At Gain Theory, we use a unified decision-making system that fuses hindsight, insight, and foresight, across all sources and levers of growth, both known and unknown, to identify long-term strategic opportunities and answer near-term tactical performance questions. This system features an arsenal of foresight techniques that can be used depending on the challenge being faced:

 Futureback thinking: defining the desired future and then working backwards to identify the potential specific actions and signposts that connect the desired future to the present. For example, setting a target to be net zero carbon by 2030 might involve several potential actions such as planting more trees or swapping to solar power. However, the signposts, such as famine and food shortages, might indicate that planting trees is no longer an option and that we need to switch to solar power as land costs soar.

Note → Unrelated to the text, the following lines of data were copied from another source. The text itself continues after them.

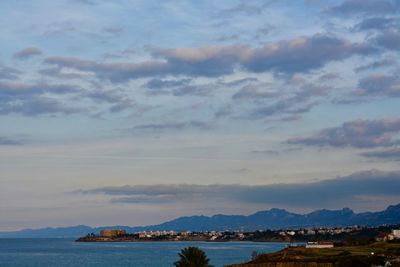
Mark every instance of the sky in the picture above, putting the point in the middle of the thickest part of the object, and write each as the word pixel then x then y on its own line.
pixel 131 112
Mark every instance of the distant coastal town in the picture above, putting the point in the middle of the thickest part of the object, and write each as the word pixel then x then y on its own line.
pixel 355 235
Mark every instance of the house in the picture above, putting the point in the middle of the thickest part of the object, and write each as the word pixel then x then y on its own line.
pixel 320 244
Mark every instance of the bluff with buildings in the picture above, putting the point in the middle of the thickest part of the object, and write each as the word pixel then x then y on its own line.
pixel 269 219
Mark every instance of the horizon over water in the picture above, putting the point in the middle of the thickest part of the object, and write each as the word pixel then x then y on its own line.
pixel 65 252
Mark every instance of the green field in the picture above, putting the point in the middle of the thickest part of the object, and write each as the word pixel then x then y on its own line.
pixel 375 254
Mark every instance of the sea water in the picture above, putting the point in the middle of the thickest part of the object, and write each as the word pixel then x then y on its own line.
pixel 66 252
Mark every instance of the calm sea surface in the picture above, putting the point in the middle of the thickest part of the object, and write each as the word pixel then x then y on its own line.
pixel 66 252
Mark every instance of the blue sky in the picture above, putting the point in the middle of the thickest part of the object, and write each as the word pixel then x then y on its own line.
pixel 134 112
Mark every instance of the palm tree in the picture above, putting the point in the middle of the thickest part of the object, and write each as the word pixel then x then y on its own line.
pixel 192 257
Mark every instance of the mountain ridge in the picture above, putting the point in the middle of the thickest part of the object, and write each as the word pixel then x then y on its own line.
pixel 266 219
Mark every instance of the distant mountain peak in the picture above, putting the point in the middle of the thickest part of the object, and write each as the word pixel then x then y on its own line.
pixel 267 219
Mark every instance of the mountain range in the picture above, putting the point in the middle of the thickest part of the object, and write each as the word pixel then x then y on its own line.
pixel 268 219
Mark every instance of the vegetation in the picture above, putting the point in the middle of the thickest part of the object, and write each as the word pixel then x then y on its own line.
pixel 376 254
pixel 192 257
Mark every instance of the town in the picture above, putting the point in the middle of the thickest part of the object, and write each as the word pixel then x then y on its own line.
pixel 356 235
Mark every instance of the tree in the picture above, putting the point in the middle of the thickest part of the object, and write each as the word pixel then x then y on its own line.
pixel 192 257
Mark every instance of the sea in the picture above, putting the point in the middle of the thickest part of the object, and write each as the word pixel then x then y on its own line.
pixel 67 253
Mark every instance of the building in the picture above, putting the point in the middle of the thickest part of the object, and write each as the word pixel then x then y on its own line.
pixel 396 233
pixel 112 232
pixel 320 244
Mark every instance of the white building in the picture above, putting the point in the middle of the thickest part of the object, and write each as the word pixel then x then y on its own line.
pixel 319 245
pixel 396 233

• Delphi Method: developed by Project Rand in the 1950s, the method uses a group of experts who anonymously and repeatedly reply to questionnaires about the future, receiving feedback as a statistical representation of the group’s response. The aim is for the group response to converge after each iteration of the questionnaire, ideally resulting in consensus of expert opinion. While the overall accuracy is mixed, the method is used when looking at long-term trends in policy making and technology development.

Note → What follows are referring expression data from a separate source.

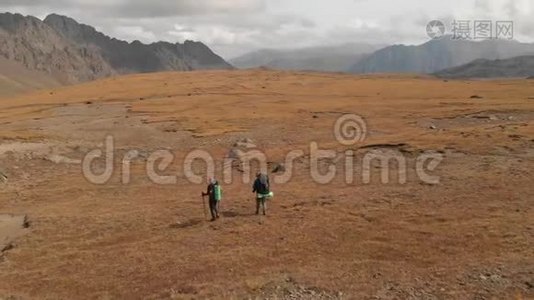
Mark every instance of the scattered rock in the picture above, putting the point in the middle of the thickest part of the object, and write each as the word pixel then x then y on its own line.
pixel 235 153
pixel 245 143
pixel 277 168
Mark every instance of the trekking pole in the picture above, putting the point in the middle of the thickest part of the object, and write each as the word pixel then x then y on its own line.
pixel 204 205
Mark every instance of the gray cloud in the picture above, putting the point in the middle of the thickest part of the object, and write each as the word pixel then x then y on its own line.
pixel 232 27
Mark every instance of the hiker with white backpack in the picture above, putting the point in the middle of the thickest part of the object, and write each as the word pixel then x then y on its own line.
pixel 262 189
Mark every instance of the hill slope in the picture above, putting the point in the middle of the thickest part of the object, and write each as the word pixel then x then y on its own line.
pixel 522 66
pixel 15 78
pixel 330 59
pixel 73 52
pixel 437 55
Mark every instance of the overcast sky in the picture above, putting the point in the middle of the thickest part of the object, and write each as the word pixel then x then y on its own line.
pixel 233 27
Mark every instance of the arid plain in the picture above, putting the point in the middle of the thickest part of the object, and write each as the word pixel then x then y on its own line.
pixel 470 236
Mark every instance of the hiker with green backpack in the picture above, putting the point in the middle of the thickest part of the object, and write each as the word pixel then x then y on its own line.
pixel 262 189
pixel 214 191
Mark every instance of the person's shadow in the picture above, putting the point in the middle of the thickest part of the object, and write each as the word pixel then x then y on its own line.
pixel 234 214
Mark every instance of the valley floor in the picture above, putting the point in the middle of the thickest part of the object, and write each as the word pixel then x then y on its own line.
pixel 468 236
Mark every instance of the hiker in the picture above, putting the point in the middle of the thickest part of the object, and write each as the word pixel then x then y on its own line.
pixel 214 192
pixel 262 189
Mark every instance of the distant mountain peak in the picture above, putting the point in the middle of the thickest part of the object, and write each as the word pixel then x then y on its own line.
pixel 74 52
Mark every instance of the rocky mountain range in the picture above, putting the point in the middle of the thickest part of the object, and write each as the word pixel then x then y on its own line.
pixel 336 58
pixel 517 67
pixel 72 52
pixel 437 55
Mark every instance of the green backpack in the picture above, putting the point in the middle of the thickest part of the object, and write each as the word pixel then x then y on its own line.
pixel 217 192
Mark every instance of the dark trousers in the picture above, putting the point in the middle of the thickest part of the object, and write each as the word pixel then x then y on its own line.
pixel 214 209
pixel 261 202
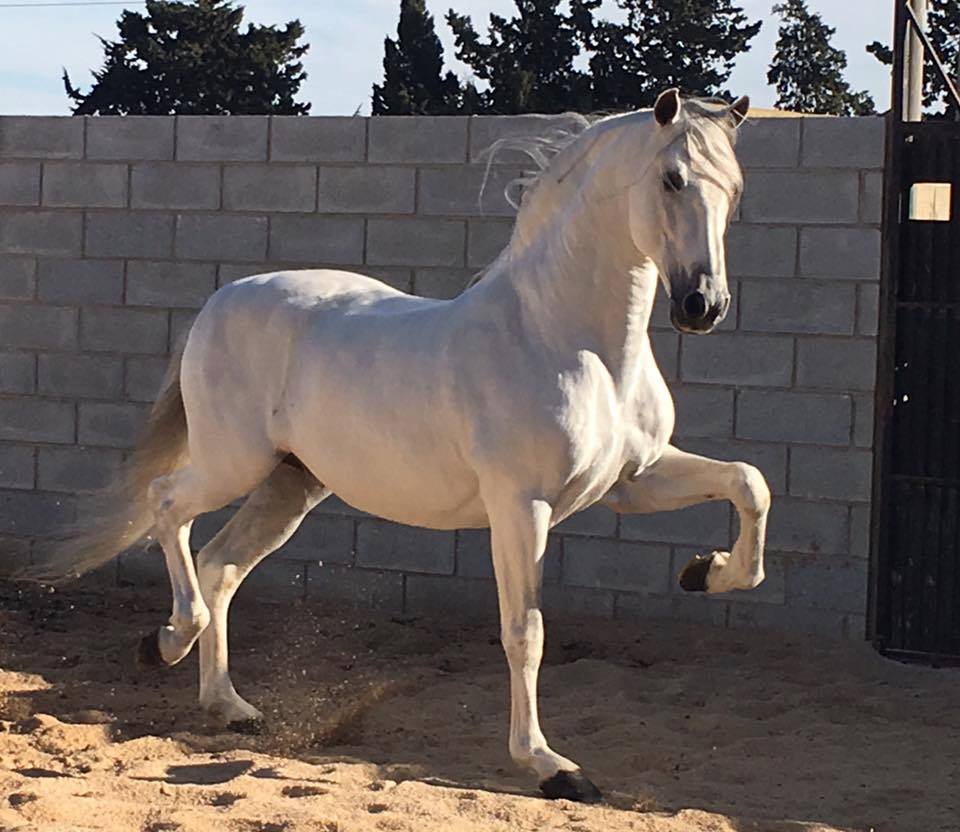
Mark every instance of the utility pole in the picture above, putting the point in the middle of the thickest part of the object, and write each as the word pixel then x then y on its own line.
pixel 913 66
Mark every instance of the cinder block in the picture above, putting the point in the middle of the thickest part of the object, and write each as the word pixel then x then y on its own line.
pixel 486 130
pixel 706 524
pixel 135 331
pixel 843 142
pixel 771 460
pixel 474 559
pixel 38 327
pixel 440 283
pixel 761 251
pixel 802 197
pixel 269 188
pixel 840 253
pixel 130 138
pixel 353 588
pixel 36 420
pixel 84 185
pixel 744 360
pixel 170 284
pixel 831 473
pixel 33 514
pixel 174 185
pixel 17 277
pixel 666 351
pixel 863 421
pixel 367 190
pixel 421 139
pixel 596 520
pixel 322 539
pixel 18 372
pixel 457 599
pixel 129 234
pixel 814 528
pixel 415 242
pixel 868 309
pixel 769 143
pixel 69 375
pixel 143 376
pixel 871 198
pixel 787 619
pixel 110 424
pixel 781 416
pixel 221 237
pixel 80 281
pixel 597 563
pixel 828 583
pixel 222 138
pixel 48 137
pixel 58 233
pixel 836 363
pixel 76 469
pixel 469 191
pixel 16 466
pixel 703 411
pixel 780 306
pixel 19 183
pixel 485 240
pixel 383 545
pixel 303 239
pixel 324 139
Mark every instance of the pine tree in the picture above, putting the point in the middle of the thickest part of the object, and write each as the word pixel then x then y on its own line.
pixel 943 29
pixel 192 58
pixel 690 44
pixel 807 71
pixel 413 83
pixel 527 61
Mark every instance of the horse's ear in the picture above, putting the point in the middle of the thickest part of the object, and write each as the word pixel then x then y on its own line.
pixel 739 110
pixel 667 108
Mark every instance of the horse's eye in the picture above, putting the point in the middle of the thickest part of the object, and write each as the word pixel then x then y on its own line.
pixel 673 181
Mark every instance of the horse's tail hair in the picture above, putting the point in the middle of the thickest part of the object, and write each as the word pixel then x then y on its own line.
pixel 119 516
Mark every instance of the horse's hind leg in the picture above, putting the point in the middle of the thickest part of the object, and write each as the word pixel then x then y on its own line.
pixel 268 518
pixel 177 499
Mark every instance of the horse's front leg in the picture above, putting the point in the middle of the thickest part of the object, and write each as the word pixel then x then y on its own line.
pixel 518 532
pixel 678 480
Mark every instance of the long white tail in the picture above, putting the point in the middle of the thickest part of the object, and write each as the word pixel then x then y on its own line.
pixel 119 516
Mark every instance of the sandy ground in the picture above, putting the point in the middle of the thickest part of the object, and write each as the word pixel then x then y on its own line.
pixel 388 724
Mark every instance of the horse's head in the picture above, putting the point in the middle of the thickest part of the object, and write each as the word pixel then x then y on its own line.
pixel 680 209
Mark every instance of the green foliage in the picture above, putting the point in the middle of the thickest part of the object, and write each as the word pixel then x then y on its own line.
pixel 192 58
pixel 527 61
pixel 690 44
pixel 807 71
pixel 413 79
pixel 943 29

• War-gaming: simulating different competitive settings and the impact on consumer demand. For example, the increase in demand for used vehicles during the chip shortage, depending on the duration of the shortage and the actions of competitors.

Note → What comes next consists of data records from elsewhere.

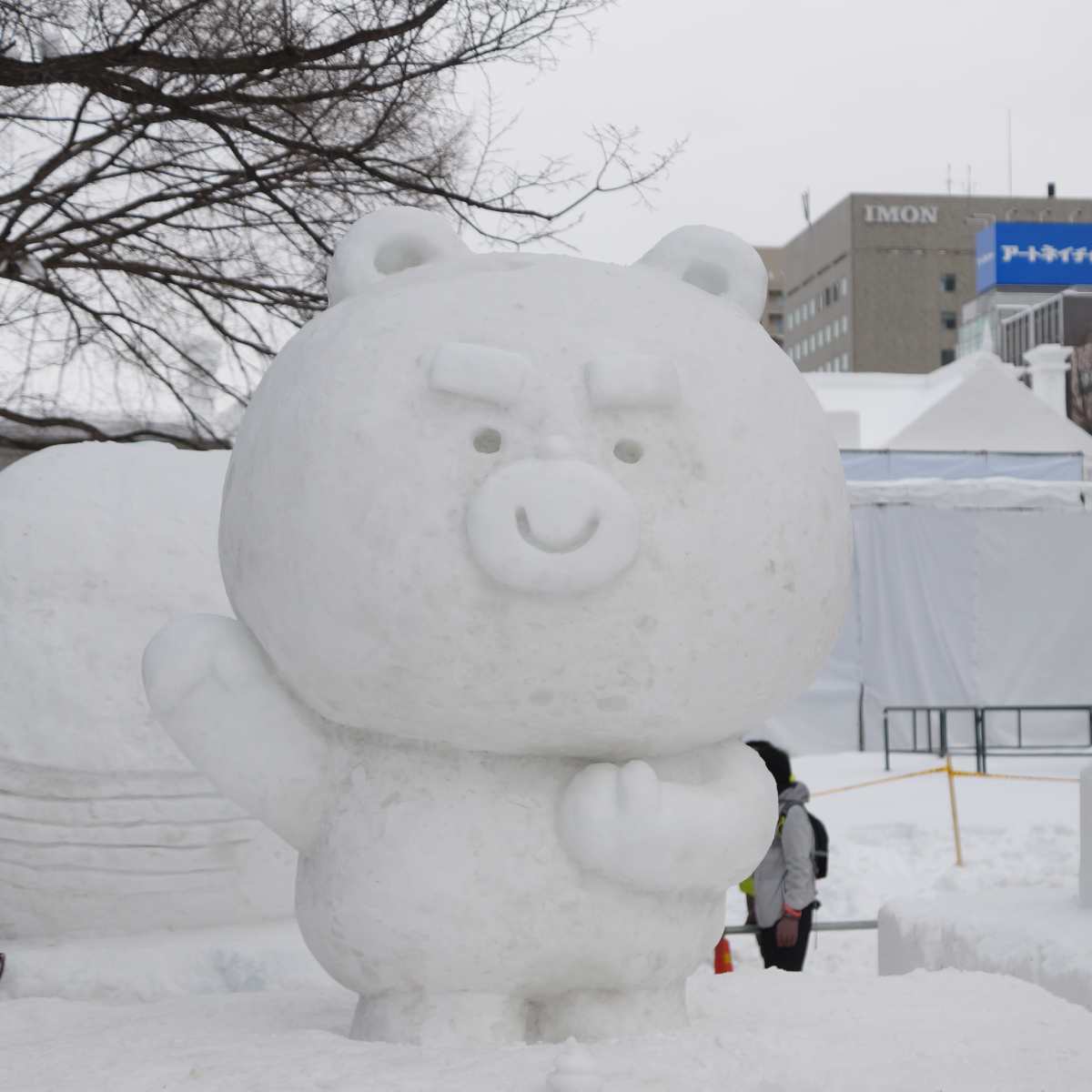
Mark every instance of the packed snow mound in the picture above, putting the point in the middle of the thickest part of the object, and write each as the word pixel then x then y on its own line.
pixel 492 524
pixel 104 824
pixel 101 544
pixel 1036 934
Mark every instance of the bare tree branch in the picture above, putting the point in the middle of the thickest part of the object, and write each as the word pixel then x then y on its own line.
pixel 176 174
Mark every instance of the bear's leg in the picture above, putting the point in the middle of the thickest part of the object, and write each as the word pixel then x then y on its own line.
pixel 434 1019
pixel 592 1015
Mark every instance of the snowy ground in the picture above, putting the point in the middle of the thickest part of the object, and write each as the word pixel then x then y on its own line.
pixel 838 1026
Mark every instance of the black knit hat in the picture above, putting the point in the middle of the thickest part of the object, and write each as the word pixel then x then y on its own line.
pixel 776 763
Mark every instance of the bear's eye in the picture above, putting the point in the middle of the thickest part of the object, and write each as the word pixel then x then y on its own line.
pixel 489 441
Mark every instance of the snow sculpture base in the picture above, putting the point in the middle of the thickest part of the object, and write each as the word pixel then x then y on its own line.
pixel 431 1019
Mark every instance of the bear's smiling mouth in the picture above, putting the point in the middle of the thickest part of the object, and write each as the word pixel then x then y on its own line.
pixel 573 544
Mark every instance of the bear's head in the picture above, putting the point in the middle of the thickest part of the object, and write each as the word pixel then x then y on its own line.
pixel 539 505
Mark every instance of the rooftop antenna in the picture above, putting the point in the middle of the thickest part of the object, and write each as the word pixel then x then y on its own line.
pixel 987 338
pixel 1010 150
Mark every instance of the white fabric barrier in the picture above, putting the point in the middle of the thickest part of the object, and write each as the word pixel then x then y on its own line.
pixel 965 593
pixel 891 465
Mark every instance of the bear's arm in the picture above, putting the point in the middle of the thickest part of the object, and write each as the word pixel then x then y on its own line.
pixel 212 686
pixel 697 820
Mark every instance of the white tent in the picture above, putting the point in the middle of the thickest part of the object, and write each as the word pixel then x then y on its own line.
pixel 976 403
pixel 965 593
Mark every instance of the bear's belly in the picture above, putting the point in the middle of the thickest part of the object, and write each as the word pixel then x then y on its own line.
pixel 441 871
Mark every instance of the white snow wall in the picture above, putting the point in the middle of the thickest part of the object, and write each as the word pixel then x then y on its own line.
pixel 104 824
pixel 965 593
pixel 1087 836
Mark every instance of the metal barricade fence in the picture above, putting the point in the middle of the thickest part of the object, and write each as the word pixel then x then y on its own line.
pixel 935 733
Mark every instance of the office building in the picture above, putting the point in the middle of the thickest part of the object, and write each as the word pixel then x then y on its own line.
pixel 774 316
pixel 879 282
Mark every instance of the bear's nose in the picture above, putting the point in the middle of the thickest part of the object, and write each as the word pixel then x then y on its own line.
pixel 555 447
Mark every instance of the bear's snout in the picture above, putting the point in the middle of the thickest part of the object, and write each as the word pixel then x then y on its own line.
pixel 552 523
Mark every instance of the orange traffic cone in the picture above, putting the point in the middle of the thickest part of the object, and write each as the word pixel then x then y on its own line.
pixel 722 956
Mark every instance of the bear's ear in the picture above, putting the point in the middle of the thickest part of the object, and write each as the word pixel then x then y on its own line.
pixel 715 261
pixel 388 241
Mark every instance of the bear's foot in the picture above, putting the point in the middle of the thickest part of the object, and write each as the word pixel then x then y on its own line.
pixel 434 1019
pixel 591 1015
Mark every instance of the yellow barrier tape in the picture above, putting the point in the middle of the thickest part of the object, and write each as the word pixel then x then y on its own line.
pixel 1010 776
pixel 943 769
pixel 882 781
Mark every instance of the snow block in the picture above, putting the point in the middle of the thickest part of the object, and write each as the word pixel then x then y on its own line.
pixel 1038 935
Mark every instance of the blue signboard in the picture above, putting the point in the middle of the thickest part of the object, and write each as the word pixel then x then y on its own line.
pixel 1057 255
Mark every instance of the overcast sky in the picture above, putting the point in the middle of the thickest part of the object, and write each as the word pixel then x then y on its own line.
pixel 839 96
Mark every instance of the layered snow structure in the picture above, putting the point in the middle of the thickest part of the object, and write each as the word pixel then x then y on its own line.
pixel 519 547
pixel 105 827
pixel 1040 935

• Forecasting: projecting future events by taking signals from the past mixed with likely future states caused by internal and external factors and shocks, such as pandemics, international tension, climate change and competitor threats. For example, how will grocery evolve to meet the challenges of rising interest rates and potentially lower demand ?

• Lead indicators: measurable signals that provide an early warning system or prediction of what the situation could be in the future. For example, new car registrations used to be a reliable lead indicator of economic strength and consumer propensity to spend. But in the face of supply constraints, how reliable is this indicator today?

• Scenario planning: making assumptions on what the future is likely to be and how your business performance might be affected, for the purpose of creating a more robust strategy. Often scenarios are run under “what if?” assumptions to work out the best possible path. For example, looking at the impact on both short- and long-term sales and profit resulting from pulling all advertising in the final quarter of the year.

 Trend analysis: collecting qualitative and quantitative information to spot patterns or new trends, and thus paint an indicative picture of what might happen. These trends can often be used later in scenarios. For example, Wunderman Thompson’s The Future 100 forecasts 100 trends to watch in the coming year or GroupM’s This Year Next Year forecast of ad spend, which can be used to augment media response curves in future marketing campaigns.

By fusing hindsight, insight, and foresight, organizations can identify future sources of growth and make more confident decision across all levers of growth. They can also invest in the right data sources, technology, and methods to answer questions around:

  • the role of brand equity and customer experience in maintaining price resilience
  • the short and long-term impact of investments
  • drivers of customer choices and product trade-offs
  • identifying and tracking signals that provide an early warning system
  • targeting new audiences based on their motivation
  • acquiring new customers in a cookie-less world of walled gardens
  • conducting complex multiple test-and-learn experiments at scale
  • preventing customer churn
  • growing spend from existing customers by making the right recommendations
  • judging correctly what is likely to happen in the future.

In a VUCA world, navigating the range of future possibilities to accelerate sustainable growth requires an organization to invest with confidence. Foresight gives us the ability to manage uncertainty and, ultimately, create and tap into future states of consumer demand.